Doctoral Student Receives NSF Graduate Research Fellowship

Cole Dickerson, an electrical engineering Ph.D. student advised by Ismail Guvenc, professor of electrical and computer engineering, has been awarded a prestigious Graduate Research Fellowship from the National Science Foundation.

The purpose of the NSF Graduate Research Fellowship Program (GRFP) is to help ensure the quality, vitality, and diversity of the scientific and engineering workforce of the United States. A goal of the program is to broaden participation of the full spectrum of diverse talents in STEM. The five-year fellowship provides three years of financial support.

“I’m very grateful to have had wonderful advisors here at NC State and during my undergraduate career. Dr. Ismail Guvenc, who is my Ph.D. advisor, and Dr. Dror Baron both encouraged me to apply for the fellowship and helped me through the revision process,” thanked Dickerson. “Dr. Tarek Abdel-Salam and Dr. Zhen Zhu at East Carolina University wrote wonderful letters for me and helped me build a CV that was competitive for this award. Winning this fellowship wouldn’t have been possible without all of their help and support. I am also very appreciative of the NSF for investing in me and, by extension, the AERPAW group.”

Based at NC State, AERPAW—Aerial Experimentation and Research Platform for Advanced Wireless—is the first wireless research platform to study the convergence of 5G technology and autonomous drones. AERPAW is funded by a $24 million grant, awarded by the PAWR Project Office on behalf of the National Science Foundation, to develop an advanced wireless research platform, led by NC State, in partnership with the Wireless Research Center of North Carolina, Mississippi State University and Renaissance Computing Institute (RENCI) at the University of North Carolina at Chapel Hill; additional partners include Town of Cary, City of Raleigh, North Carolina Department of Transportation, Purdue University, University of South Carolina, and many other academic, industry and municipal partners.

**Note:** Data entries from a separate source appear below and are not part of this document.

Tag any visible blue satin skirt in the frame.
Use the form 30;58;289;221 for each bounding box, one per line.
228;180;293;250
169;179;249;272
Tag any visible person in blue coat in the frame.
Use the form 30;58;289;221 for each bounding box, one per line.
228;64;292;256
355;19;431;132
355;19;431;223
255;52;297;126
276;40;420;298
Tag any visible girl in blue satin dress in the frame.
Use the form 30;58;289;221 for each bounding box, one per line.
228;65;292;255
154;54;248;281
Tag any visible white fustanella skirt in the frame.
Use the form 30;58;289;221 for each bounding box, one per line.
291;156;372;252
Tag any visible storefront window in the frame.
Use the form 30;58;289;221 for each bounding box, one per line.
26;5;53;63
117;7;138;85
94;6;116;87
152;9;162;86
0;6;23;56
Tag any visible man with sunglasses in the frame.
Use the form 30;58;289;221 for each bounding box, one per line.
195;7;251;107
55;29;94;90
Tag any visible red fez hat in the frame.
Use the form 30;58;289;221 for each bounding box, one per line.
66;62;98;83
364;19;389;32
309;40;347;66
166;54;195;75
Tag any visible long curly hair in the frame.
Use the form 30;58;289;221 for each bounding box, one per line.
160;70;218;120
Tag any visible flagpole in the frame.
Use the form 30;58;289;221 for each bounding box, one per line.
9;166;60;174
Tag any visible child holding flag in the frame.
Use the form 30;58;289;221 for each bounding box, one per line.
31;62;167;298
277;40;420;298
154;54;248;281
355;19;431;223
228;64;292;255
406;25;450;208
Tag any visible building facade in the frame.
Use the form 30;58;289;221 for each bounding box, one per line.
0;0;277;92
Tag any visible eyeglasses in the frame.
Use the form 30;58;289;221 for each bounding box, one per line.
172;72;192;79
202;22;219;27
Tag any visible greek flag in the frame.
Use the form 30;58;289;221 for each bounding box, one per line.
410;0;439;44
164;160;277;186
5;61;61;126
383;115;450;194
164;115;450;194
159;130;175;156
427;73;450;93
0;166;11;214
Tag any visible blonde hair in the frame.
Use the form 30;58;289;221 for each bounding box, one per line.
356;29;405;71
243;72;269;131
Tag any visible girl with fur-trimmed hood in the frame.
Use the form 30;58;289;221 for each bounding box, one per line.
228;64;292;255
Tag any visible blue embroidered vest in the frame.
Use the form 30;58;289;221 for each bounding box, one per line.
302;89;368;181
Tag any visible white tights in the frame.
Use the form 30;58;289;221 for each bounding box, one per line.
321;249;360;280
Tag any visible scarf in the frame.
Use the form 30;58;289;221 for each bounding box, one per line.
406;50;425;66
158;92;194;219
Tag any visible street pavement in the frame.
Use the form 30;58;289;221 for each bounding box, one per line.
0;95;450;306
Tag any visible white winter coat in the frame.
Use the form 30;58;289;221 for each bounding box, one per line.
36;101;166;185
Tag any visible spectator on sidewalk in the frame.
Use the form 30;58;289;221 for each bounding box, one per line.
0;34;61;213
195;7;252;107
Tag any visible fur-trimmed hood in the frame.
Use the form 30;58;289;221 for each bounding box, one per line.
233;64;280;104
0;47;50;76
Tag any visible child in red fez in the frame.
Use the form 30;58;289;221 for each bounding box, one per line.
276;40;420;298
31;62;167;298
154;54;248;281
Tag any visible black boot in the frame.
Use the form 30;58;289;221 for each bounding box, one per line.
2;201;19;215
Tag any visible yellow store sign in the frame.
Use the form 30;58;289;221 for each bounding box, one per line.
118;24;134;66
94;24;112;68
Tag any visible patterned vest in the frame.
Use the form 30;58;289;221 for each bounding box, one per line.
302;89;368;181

Unmanned aerial vehicles (UAVs) have garnered significant attention and enthusiasm for their diverse applications such as delivery services, agricultural monitoring, establishment of aerial base stations, search-and-rescue missions, and enforcement of wireless spectrum regulations. With the increasing proliferation of advanced UAV technology, airspace congestion is becoming a pressing concern, necessitating the establishment of a robust air traffic management system.

In response to this challenge, various government entities, industry leaders, and drone manufacturers are collaborating to develop a dependable and secure UAV Traffic Management (UTM) system. Amidst these efforts, Dickerson aims to investigate the integration of search-and-rescue operations and spectrum monitoring into the UTM framework.

Both search-and-rescue missions and spectrum enforcement rely on signal source search and localization capabilities, wherein UAVs are tasked with pinpointing signals from mobile phones of missing individuals or identifying signal jammers, respectively. Leveraging the advantages of higher altitude signal capture and the autonomous 3D maneuverability of UAVs, this approach has demonstrated greater efficacy compared to terrestrial methods.

His research encompasses three primary goals: Firstly, to conduct foundational research aimed at refining algorithms to enhance the speed and accuracy of signal localization in search-and-rescue and spectrum monitoring scenarios. Secondly, to seamlessly integrate these localization systems into the broader UTM infrastructure. Lastly, to validate and assess the proposed concepts through deployment and testing within the real-world wireless and UAV AERPAW testbed hosted at NC State.